By Jeff Hodges
In 1970 I dropped out of college and moved to San Francisco to perform with a guerilla theater group.
Goddard College in Vermont, where my girlfriend was a student, underwrote this theatrical undertaking. The troupe had spent the previous semester rehearsing with yogic exercises, improvisation, group nudity, and countercultural indoctrination, all for college credit. And although Goddard was footing the bill with student tuition, nobody seemed to mind if I tagged along.
My girlfriend and I rented an apartment in the Fillmore District, which, although it bordered on Haight Ashbury, was another world entirely. In the first week we were there, my girlfriend flipped the bird to some guys who whistled at her and they chased her into our building. I got held up at gunpoint by a robber who demanded my “ID” and my cash. As I had neither of these, I handed him my library card, which he threw in my face. Nobody seemed to be wearing flowers in their hair.
Our performances—which we called infiltrations—were often overbearingly political and outlandishly obnoxious. We infiltrated a porno movie theater with flashlights and stood on our seats illuminating our genitals, lecturing the audience about the importance of respecting each other’s bodies and that sex was not a commodity. Afterwards, we were approached by a couple of pornography producers who wanted to recruit us for their next film.
I openly shoplifted a book at the City Lights Bookstore in order to inspire a dialogue about art and profit. We were surprised by the reactions of the patrons and staff, the majority of them advocating on my behalf—in part, I suppose, because the book I stole was Steal This Book by Abbie Hoffman.
We infiltrated the Bank of America at lunch hour and attacked the “Banker’s Heart,” a 200-ton black granite sculpture at the base of the bank’s headquarters. With a loudspeaker blaring Timothy Leary’s suggestion that we “Resist actively, sabotage, jam the computer, hijack planes,” we threw bags of pig’s blood at the Heart and shook our bloody fists at the bankers, who pretty much kept on eating their sandwiches.

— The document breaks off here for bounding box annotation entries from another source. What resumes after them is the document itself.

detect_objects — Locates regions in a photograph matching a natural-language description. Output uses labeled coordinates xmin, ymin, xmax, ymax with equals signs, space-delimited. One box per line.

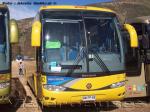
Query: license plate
xmin=82 ymin=96 xmax=96 ymax=101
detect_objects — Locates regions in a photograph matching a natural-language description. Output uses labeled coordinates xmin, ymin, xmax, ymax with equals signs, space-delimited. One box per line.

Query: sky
xmin=0 ymin=0 xmax=112 ymax=20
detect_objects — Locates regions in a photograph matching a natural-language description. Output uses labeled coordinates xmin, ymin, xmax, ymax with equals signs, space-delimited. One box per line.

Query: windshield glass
xmin=42 ymin=11 xmax=124 ymax=74
xmin=0 ymin=10 xmax=9 ymax=72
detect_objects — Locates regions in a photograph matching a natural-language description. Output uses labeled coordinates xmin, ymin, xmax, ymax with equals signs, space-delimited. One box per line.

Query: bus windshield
xmin=0 ymin=10 xmax=9 ymax=72
xmin=42 ymin=10 xmax=124 ymax=74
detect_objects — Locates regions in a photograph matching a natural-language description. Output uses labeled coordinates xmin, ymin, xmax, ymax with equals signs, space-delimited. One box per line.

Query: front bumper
xmin=40 ymin=86 xmax=125 ymax=106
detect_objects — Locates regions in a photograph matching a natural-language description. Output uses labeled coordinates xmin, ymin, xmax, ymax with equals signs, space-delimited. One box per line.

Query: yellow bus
xmin=0 ymin=5 xmax=18 ymax=104
xmin=28 ymin=6 xmax=138 ymax=106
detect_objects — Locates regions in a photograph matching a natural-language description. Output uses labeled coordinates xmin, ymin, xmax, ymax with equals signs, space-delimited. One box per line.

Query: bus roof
xmin=40 ymin=5 xmax=115 ymax=13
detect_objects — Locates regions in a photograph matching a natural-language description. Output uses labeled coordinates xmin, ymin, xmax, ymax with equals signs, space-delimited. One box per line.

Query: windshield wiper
xmin=67 ymin=47 xmax=87 ymax=76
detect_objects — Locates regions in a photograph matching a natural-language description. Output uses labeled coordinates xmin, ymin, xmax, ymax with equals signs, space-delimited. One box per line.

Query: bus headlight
xmin=43 ymin=84 xmax=66 ymax=91
xmin=0 ymin=82 xmax=10 ymax=89
xmin=110 ymin=81 xmax=125 ymax=88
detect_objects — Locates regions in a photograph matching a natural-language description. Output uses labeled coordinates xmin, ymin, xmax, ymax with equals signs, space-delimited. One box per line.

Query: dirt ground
xmin=0 ymin=61 xmax=150 ymax=112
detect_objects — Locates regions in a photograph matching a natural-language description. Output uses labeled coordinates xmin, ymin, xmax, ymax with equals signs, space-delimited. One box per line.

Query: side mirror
xmin=31 ymin=21 xmax=41 ymax=47
xmin=9 ymin=19 xmax=19 ymax=44
xmin=124 ymin=24 xmax=138 ymax=48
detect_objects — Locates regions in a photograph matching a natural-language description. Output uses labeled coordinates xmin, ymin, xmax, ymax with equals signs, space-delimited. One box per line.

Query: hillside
xmin=90 ymin=0 xmax=150 ymax=20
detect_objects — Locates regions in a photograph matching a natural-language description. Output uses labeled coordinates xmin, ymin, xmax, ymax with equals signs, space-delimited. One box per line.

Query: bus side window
xmin=123 ymin=28 xmax=141 ymax=76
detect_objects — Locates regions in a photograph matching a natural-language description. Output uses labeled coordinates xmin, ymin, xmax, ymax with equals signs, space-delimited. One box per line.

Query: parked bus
xmin=28 ymin=6 xmax=138 ymax=106
xmin=126 ymin=17 xmax=150 ymax=98
xmin=0 ymin=5 xmax=18 ymax=104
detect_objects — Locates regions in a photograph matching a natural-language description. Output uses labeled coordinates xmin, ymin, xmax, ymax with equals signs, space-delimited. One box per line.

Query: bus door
xmin=125 ymin=23 xmax=148 ymax=98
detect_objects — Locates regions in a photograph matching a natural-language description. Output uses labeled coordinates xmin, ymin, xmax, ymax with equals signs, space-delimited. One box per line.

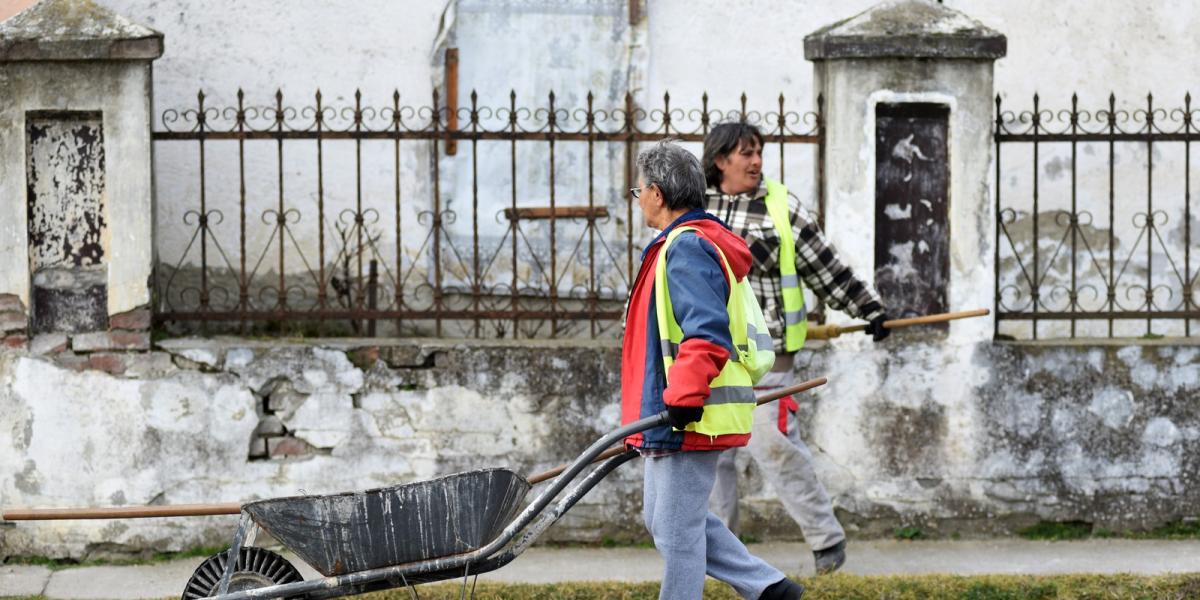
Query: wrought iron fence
xmin=995 ymin=95 xmax=1200 ymax=340
xmin=152 ymin=90 xmax=823 ymax=337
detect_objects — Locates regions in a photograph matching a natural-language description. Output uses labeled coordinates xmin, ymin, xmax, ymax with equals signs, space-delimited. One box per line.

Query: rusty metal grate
xmin=994 ymin=94 xmax=1200 ymax=340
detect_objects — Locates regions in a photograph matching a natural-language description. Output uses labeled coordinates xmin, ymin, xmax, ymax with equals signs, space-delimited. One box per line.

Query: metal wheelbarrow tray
xmin=196 ymin=412 xmax=667 ymax=600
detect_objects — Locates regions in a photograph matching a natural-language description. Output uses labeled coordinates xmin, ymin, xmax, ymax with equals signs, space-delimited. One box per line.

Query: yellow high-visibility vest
xmin=654 ymin=227 xmax=758 ymax=436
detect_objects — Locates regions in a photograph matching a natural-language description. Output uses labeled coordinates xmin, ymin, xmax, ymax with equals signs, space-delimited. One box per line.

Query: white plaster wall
xmin=79 ymin=0 xmax=1200 ymax=332
xmin=0 ymin=62 xmax=154 ymax=314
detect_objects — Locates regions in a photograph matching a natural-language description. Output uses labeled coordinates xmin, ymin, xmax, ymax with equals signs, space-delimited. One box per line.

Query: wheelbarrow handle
xmin=528 ymin=377 xmax=828 ymax=485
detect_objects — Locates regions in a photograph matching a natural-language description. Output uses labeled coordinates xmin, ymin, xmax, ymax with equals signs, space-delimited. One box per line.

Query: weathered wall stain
xmin=26 ymin=113 xmax=108 ymax=334
xmin=863 ymin=402 xmax=946 ymax=478
xmin=875 ymin=103 xmax=950 ymax=317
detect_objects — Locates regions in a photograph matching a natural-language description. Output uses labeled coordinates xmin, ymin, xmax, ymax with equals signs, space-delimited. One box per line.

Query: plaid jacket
xmin=706 ymin=184 xmax=884 ymax=353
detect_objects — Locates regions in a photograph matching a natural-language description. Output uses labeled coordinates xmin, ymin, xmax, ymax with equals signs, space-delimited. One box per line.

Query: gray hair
xmin=637 ymin=139 xmax=704 ymax=210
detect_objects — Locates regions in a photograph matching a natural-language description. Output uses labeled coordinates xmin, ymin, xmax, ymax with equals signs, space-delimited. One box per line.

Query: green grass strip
xmin=352 ymin=575 xmax=1200 ymax=600
xmin=7 ymin=574 xmax=1200 ymax=600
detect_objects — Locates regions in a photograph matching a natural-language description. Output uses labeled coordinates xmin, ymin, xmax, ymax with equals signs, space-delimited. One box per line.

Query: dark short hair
xmin=637 ymin=139 xmax=704 ymax=210
xmin=701 ymin=122 xmax=762 ymax=187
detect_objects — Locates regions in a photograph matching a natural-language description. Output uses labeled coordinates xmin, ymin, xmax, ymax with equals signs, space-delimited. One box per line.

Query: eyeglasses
xmin=629 ymin=184 xmax=654 ymax=200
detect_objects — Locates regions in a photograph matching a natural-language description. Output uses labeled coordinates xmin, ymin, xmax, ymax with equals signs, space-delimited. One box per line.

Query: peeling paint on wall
xmin=26 ymin=113 xmax=106 ymax=271
xmin=26 ymin=113 xmax=108 ymax=332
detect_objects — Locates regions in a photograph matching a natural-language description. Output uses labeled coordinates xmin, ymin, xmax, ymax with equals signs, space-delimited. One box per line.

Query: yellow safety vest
xmin=764 ymin=179 xmax=809 ymax=352
xmin=654 ymin=227 xmax=769 ymax=436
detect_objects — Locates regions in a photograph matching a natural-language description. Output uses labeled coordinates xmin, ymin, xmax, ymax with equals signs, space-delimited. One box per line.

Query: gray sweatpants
xmin=642 ymin=451 xmax=784 ymax=600
xmin=709 ymin=356 xmax=846 ymax=551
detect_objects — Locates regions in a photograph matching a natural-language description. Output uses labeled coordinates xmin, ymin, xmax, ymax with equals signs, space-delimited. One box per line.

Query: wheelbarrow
xmin=4 ymin=378 xmax=826 ymax=600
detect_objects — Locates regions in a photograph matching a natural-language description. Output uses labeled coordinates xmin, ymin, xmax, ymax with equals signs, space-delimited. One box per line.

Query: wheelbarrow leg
xmin=217 ymin=512 xmax=254 ymax=596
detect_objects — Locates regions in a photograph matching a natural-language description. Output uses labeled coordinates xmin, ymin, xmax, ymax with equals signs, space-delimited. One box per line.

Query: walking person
xmin=620 ymin=138 xmax=804 ymax=600
xmin=701 ymin=122 xmax=889 ymax=574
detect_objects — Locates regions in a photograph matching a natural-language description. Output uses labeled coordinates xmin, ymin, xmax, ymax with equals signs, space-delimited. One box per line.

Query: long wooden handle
xmin=528 ymin=377 xmax=828 ymax=485
xmin=806 ymin=308 xmax=991 ymax=340
xmin=0 ymin=503 xmax=241 ymax=521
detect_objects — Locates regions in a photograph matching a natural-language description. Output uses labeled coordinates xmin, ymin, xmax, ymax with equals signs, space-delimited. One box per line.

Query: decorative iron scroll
xmin=994 ymin=94 xmax=1200 ymax=338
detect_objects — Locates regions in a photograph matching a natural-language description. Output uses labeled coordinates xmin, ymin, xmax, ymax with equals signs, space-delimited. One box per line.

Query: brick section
xmin=88 ymin=352 xmax=125 ymax=374
xmin=108 ymin=331 xmax=150 ymax=350
xmin=54 ymin=352 xmax=88 ymax=371
xmin=108 ymin=308 xmax=150 ymax=331
xmin=266 ymin=438 xmax=312 ymax=458
xmin=0 ymin=311 xmax=29 ymax=331
xmin=71 ymin=331 xmax=150 ymax=352
xmin=0 ymin=334 xmax=29 ymax=348
xmin=0 ymin=294 xmax=25 ymax=313
xmin=29 ymin=334 xmax=67 ymax=354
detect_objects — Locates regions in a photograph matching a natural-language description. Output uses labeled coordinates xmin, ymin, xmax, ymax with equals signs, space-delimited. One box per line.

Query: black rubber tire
xmin=181 ymin=546 xmax=304 ymax=600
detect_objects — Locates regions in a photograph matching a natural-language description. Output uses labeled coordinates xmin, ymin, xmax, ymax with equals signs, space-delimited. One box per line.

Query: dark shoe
xmin=812 ymin=540 xmax=846 ymax=575
xmin=758 ymin=577 xmax=804 ymax=600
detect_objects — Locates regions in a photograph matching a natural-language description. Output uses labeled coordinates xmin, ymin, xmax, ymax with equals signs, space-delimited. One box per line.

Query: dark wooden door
xmin=875 ymin=103 xmax=950 ymax=318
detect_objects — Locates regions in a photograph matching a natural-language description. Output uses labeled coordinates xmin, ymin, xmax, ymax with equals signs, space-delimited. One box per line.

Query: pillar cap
xmin=804 ymin=0 xmax=1008 ymax=60
xmin=0 ymin=0 xmax=162 ymax=62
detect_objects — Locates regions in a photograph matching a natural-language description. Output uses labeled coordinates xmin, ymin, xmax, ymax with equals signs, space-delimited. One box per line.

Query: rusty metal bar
xmin=1146 ymin=94 xmax=1154 ymax=335
xmin=1068 ymin=94 xmax=1079 ymax=337
xmin=1183 ymin=92 xmax=1195 ymax=337
xmin=622 ymin=91 xmax=638 ymax=287
xmin=352 ymin=90 xmax=362 ymax=316
xmin=391 ymin=90 xmax=404 ymax=335
xmin=1108 ymin=92 xmax=1117 ymax=337
xmin=1030 ymin=94 xmax=1042 ymax=340
xmin=275 ymin=89 xmax=288 ymax=316
xmin=238 ymin=88 xmax=250 ymax=334
xmin=504 ymin=208 xmax=608 ymax=221
xmin=509 ymin=90 xmax=521 ymax=340
xmin=152 ymin=89 xmax=821 ymax=337
xmin=585 ymin=91 xmax=595 ymax=337
xmin=156 ymin=308 xmax=624 ymax=322
xmin=996 ymin=311 xmax=1200 ymax=320
xmin=430 ymin=90 xmax=443 ymax=337
xmin=546 ymin=90 xmax=558 ymax=338
xmin=472 ymin=91 xmax=484 ymax=337
xmin=316 ymin=89 xmax=329 ymax=308
xmin=779 ymin=92 xmax=787 ymax=184
xmin=196 ymin=90 xmax=210 ymax=319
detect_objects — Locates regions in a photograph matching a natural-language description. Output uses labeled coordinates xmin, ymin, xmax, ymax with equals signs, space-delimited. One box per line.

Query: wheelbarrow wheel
xmin=182 ymin=546 xmax=304 ymax=600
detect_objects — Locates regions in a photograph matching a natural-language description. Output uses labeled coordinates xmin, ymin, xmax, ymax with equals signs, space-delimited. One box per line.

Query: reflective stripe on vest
xmin=764 ymin=179 xmax=809 ymax=352
xmin=654 ymin=227 xmax=755 ymax=436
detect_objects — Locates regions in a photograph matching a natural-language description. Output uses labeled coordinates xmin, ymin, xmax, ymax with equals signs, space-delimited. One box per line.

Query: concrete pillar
xmin=0 ymin=0 xmax=162 ymax=352
xmin=804 ymin=0 xmax=1007 ymax=341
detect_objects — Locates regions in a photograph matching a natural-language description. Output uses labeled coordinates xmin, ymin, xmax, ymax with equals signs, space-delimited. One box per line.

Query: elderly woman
xmin=702 ymin=122 xmax=888 ymax=574
xmin=620 ymin=143 xmax=804 ymax=600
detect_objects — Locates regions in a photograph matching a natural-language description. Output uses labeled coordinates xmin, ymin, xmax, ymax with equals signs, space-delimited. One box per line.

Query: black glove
xmin=864 ymin=314 xmax=892 ymax=342
xmin=667 ymin=407 xmax=704 ymax=430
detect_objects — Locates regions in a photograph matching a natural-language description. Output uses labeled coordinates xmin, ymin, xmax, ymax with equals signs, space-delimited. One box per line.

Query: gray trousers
xmin=709 ymin=356 xmax=846 ymax=551
xmin=642 ymin=451 xmax=784 ymax=600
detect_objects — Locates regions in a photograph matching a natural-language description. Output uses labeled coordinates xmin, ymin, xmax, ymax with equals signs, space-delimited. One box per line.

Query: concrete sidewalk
xmin=0 ymin=540 xmax=1200 ymax=600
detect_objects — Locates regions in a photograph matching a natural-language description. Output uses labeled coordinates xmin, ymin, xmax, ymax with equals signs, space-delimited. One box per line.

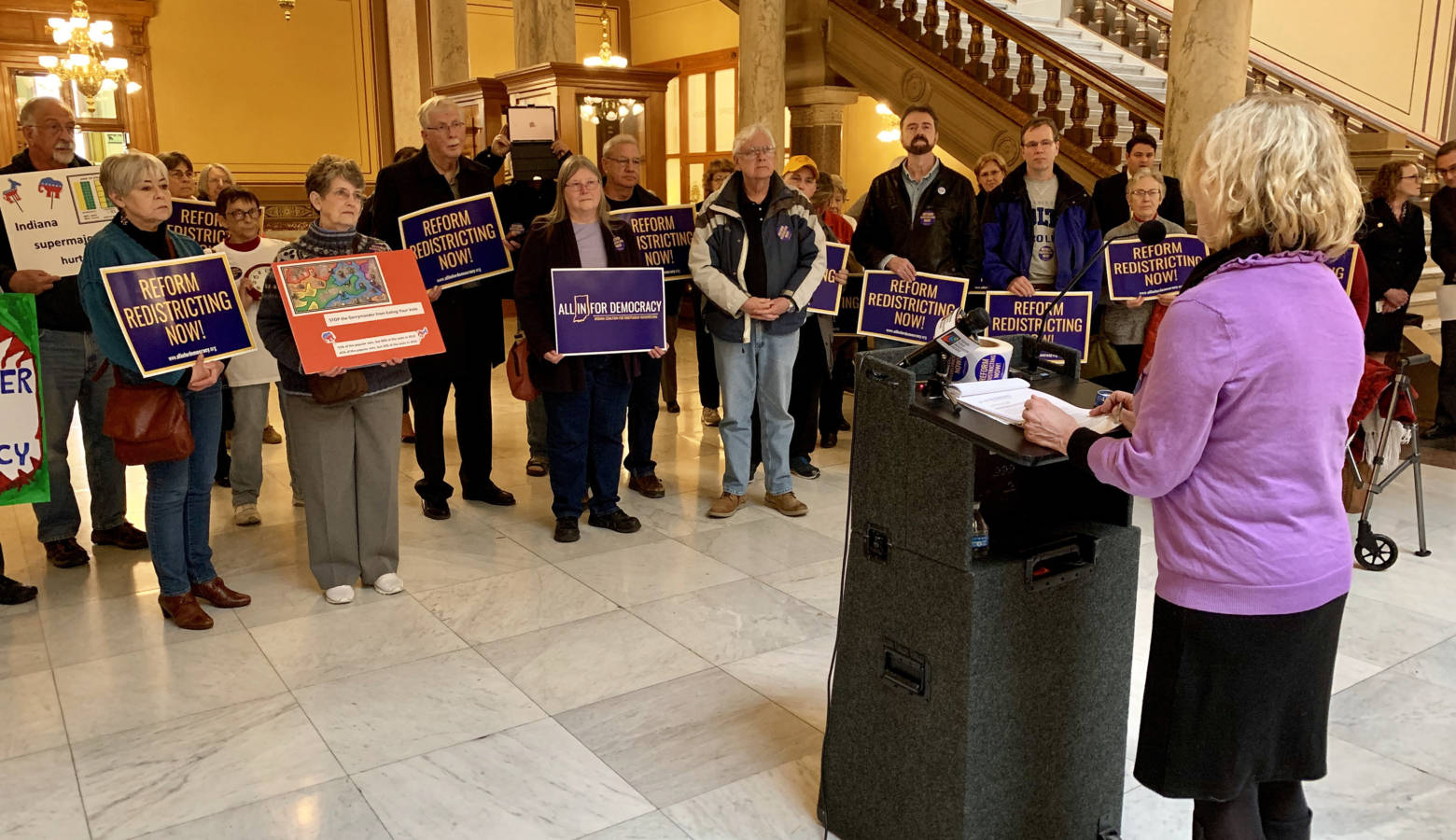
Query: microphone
xmin=900 ymin=309 xmax=991 ymax=367
xmin=1027 ymin=218 xmax=1168 ymax=379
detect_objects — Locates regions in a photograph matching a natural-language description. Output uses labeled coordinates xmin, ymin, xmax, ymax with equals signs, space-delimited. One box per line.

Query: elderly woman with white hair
xmin=1025 ymin=94 xmax=1365 ymax=840
xmin=78 ymin=151 xmax=252 ymax=630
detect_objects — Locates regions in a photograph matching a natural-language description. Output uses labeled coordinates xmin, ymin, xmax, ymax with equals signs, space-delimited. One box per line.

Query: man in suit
xmin=1092 ymin=131 xmax=1186 ymax=236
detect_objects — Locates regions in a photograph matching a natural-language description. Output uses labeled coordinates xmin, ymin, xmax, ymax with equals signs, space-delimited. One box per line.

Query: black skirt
xmin=1133 ymin=595 xmax=1345 ymax=802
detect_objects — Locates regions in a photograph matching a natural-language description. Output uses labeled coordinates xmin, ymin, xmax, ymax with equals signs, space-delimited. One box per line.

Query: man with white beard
xmin=0 ymin=96 xmax=147 ymax=569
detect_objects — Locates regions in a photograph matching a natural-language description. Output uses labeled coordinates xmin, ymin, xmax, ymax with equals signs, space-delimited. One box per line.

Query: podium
xmin=819 ymin=343 xmax=1139 ymax=840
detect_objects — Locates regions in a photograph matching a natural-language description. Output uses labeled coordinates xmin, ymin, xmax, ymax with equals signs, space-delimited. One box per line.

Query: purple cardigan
xmin=1087 ymin=252 xmax=1365 ymax=616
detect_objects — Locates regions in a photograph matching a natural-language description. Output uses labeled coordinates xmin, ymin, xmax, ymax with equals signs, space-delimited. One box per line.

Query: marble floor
xmin=0 ymin=330 xmax=1456 ymax=840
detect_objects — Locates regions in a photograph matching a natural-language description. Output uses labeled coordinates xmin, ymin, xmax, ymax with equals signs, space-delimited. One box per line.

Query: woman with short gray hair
xmin=78 ymin=151 xmax=252 ymax=630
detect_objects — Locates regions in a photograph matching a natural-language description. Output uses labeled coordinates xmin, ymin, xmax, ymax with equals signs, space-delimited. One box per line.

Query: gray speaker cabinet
xmin=819 ymin=345 xmax=1139 ymax=840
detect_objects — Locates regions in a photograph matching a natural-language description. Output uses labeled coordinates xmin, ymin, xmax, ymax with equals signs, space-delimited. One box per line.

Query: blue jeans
xmin=147 ymin=385 xmax=223 ymax=595
xmin=34 ymin=329 xmax=127 ymax=543
xmin=713 ymin=320 xmax=799 ymax=497
xmin=541 ymin=356 xmax=632 ymax=520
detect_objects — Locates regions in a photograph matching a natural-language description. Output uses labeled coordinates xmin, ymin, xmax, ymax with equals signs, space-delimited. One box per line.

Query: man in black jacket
xmin=1092 ymin=131 xmax=1183 ymax=236
xmin=374 ymin=96 xmax=515 ymax=520
xmin=852 ymin=105 xmax=981 ymax=297
xmin=1421 ymin=140 xmax=1456 ymax=440
xmin=0 ymin=96 xmax=147 ymax=569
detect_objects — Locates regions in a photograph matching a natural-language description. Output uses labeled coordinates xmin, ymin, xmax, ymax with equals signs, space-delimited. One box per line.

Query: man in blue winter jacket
xmin=981 ymin=117 xmax=1102 ymax=302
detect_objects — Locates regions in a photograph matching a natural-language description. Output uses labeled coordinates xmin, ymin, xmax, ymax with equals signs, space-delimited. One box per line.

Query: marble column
xmin=1162 ymin=0 xmax=1253 ymax=176
xmin=385 ymin=0 xmax=426 ymax=149
xmin=428 ymin=0 xmax=470 ymax=88
xmin=512 ymin=0 xmax=576 ymax=67
xmin=786 ymin=84 xmax=859 ymax=174
xmin=738 ymin=0 xmax=785 ymax=142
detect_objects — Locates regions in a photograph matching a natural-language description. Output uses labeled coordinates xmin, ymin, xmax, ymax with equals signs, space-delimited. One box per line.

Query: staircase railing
xmin=1071 ymin=0 xmax=1438 ymax=159
xmin=835 ymin=0 xmax=1163 ymax=174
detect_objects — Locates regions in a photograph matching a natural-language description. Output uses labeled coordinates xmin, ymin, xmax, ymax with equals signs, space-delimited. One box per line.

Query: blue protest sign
xmin=611 ymin=203 xmax=693 ymax=279
xmin=804 ymin=242 xmax=848 ymax=315
xmin=986 ymin=291 xmax=1092 ymax=357
xmin=399 ymin=192 xmax=514 ymax=289
xmin=859 ymin=271 xmax=967 ymax=343
xmin=101 ymin=253 xmax=253 ymax=375
xmin=1103 ymin=233 xmax=1209 ymax=300
xmin=551 ymin=268 xmax=666 ymax=356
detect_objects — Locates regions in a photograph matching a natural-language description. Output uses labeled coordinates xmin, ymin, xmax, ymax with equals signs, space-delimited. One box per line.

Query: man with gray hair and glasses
xmin=372 ymin=96 xmax=515 ymax=520
xmin=689 ymin=124 xmax=824 ymax=518
xmin=0 ymin=96 xmax=147 ymax=569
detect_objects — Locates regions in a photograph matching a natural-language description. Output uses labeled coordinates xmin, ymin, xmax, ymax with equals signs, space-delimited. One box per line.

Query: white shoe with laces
xmin=323 ymin=583 xmax=354 ymax=604
xmin=374 ymin=572 xmax=405 ymax=595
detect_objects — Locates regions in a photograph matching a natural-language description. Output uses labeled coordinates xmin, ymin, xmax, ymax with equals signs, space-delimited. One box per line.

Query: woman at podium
xmin=1025 ymin=94 xmax=1365 ymax=840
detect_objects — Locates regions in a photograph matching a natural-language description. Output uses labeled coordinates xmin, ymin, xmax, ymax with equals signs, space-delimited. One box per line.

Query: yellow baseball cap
xmin=783 ymin=154 xmax=819 ymax=179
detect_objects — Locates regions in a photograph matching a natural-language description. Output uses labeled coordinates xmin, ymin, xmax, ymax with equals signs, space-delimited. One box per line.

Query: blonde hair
xmin=1186 ymin=93 xmax=1365 ymax=257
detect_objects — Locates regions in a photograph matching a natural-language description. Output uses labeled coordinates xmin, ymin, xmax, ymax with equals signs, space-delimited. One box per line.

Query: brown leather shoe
xmin=192 ymin=578 xmax=253 ymax=610
xmin=763 ymin=491 xmax=809 ymax=517
xmin=91 ymin=523 xmax=147 ymax=552
xmin=157 ymin=593 xmax=213 ymax=630
xmin=707 ymin=491 xmax=744 ymax=520
xmin=627 ymin=473 xmax=666 ymax=499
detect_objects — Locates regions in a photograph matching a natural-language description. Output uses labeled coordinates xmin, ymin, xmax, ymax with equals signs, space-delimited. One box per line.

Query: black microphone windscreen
xmin=1137 ymin=218 xmax=1168 ymax=245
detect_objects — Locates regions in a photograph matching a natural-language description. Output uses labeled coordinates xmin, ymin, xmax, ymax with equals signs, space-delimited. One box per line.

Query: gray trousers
xmin=229 ymin=383 xmax=301 ymax=508
xmin=283 ymin=388 xmax=399 ymax=590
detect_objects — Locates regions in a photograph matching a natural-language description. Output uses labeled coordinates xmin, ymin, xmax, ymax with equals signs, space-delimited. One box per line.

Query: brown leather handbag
xmin=101 ymin=366 xmax=193 ymax=466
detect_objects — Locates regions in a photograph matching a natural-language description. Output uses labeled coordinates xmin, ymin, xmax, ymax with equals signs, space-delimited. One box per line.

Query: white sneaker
xmin=374 ymin=572 xmax=405 ymax=595
xmin=323 ymin=583 xmax=354 ymax=604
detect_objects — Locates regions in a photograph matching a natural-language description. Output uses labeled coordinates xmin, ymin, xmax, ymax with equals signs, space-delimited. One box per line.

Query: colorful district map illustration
xmin=283 ymin=257 xmax=390 ymax=315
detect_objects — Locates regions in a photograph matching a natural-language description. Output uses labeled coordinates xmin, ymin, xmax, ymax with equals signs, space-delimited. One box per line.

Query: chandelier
xmin=581 ymin=0 xmax=627 ymax=67
xmin=581 ymin=96 xmax=642 ymax=125
xmin=39 ymin=0 xmax=141 ymax=114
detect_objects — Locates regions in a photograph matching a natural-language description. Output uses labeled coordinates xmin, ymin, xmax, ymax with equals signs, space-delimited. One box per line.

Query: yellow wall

We posed as store clerks at Pier 1 Imports, explaining to the customers how the bargains were made possible by slave labor in Indonesia; we read Executive Order 9066 and Civilian Exclusion Order #5 in front of Japanese restaurants; we sold Viet Cong “body parts” at food festivals. But we really hit our stride after adapting Alfred Jarry’s Ubu Roi to include the bombing of Cambodia. This turned out to be our big hit, but also our undoing. We started to gather crowds, resulting in packed sidewalks, blocked traffic, heated discourse, and the attention of the police.
Finally, in Sausalito, the cops brought down the curtain with nightsticks and handcuffs when we refused to halt a performance. Shortly after that, Goddard pulled the plug and the troupe returned to Vermont.
I stayed in San Francisco for a while longer, working as a bicycle messenger and publishing a cheap literary magazine that I sold on the street. After a while I realized if I didn’t return to college soon I might never go back.
I came home and applied to NYU. I was informed that my college grades were too low for admission; but I was offered a chance for an interview.
Incredibly, my interviewer yawned through the report of my theatrical adventures and fledgling publishing career; but he perked up when I mentioned I had worked at Macy’s under an assumed name. A mountaineer friend managed the Macys warehouse sale on weekends, and when he opted to go climbing I would take his nametag and run the show. The admissions office judged this to be a good indicator of academic potential; so, by September I was a student again, my theatrical career forever behind me on the streets of San Francisco.